Son témoignage faisait partie d’une étude parlementaire sur l’islamophobie au Canada, qui donnait suite à une étude similaire sur l’antisémitisme. La police a signalé une augmentation des crimes visant les Juifs et les musulmans partout au Canada depuis le début de la guerre entre Israël et le Hamas en octobre dernier.

Le groupe de M. Brown a appelé les députés à adopter une motion pour dénoncer le racisme anti-palestinien et demander instamment que les libertés civiles soient protégées, « y compris la capacité de critiquer les gouvernements étrangers ».

Le Conseil des agences au service des Sud-Asiatiques a également déclaré que des politiciens avaient calomnié les personnes qui s’opposaient à la campagne militaire israélienne dans la bande de Gaza.

« Nous avons vu des communautés musulmanes être ciblées par l’islamophobie parce qu’elles soutiennent le peuple palestinien et les droits des Palestiniens », a raconté Samya Hasan, cheffe du groupe basé à Toronto.

« Nous ne pouvons plus nous cacher de ce fait, et ce gouvernement devait s’attaquer à ce problème hier. »

Elle a également dénoncé le « silence choquant » du premier ministre Justin Trudeau lors d’une conférence de presse, la semaine dernière, avec le premier ministre de l’Ontario, Doug Ford, qui a laissé entendre que des immigrants étaient à l’origine des coups de feu tirés contre une école primaire pour filles juives à Toronto.

« Si nous voulons combattre l’islamophobie, dans tout ce qu’elle a de plus laid, il est impératif que ce gouvernement passe de la parole aux actes », a déclaré Mme Hasan.

Division et controverse

Les manifestations propalestiniennes contre l’opération militaire israélienne contre le Hamas dans la bande de Gaza ont suscité la controverse dans tout le pays.

Les députés de plusieurs partis ont fait part de leurs inquiétudes concernant certains rassemblements, notamment celui au cours duquel un partisan a qualifié un quartier de Toronto avec une importante population juive de « zone infestée par les sionistes ».

Lors d’un autre rassemblement, en avril, quelqu’un a été entendu scander « Vive le 7 octobre.
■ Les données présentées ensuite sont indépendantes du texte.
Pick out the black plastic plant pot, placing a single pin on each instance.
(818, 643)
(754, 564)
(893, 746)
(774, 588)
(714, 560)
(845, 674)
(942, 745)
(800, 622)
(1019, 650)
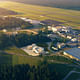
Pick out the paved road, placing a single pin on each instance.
(70, 74)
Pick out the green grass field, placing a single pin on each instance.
(69, 17)
(17, 59)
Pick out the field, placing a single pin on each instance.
(17, 59)
(6, 12)
(68, 17)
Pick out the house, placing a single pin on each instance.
(36, 49)
(69, 37)
(71, 44)
(4, 30)
(74, 40)
(60, 45)
(73, 53)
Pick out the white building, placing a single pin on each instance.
(36, 49)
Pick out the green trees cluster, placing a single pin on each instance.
(27, 72)
(4, 41)
(13, 23)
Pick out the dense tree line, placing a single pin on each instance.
(13, 23)
(27, 72)
(5, 41)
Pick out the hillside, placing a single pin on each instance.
(68, 17)
(69, 4)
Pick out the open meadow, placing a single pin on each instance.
(68, 17)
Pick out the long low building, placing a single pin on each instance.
(73, 53)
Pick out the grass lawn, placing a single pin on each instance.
(17, 59)
(74, 76)
(69, 17)
(15, 50)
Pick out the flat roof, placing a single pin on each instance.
(75, 52)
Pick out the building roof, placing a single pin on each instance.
(75, 52)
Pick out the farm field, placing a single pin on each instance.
(17, 59)
(68, 17)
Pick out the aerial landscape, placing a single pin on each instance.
(39, 40)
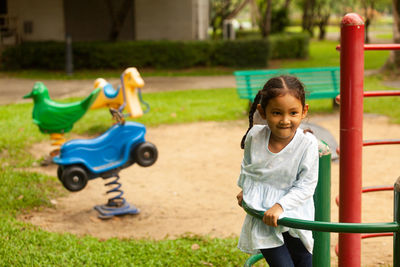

Vive la résistance » sur la colline du Parlement.

Des groupes juifs ont dénoncé les chants appelant à la liberté des Palestiniens « du fleuve à la mer », ce qui, selon eux, appelle à l’effacement complet d’Israël.

Les militants affirment plutôt que ce chant vise à appeler à la paix et à l’égalité des droits dans la région.

Imran Ahmed, fondateur du groupe de défense Center for Countering Digital Hate, basé à Washington, a soutenu que les entreprises de médias sociaux doivent être punies financièrement pour les algorithmes qui amplifient les idées racistes.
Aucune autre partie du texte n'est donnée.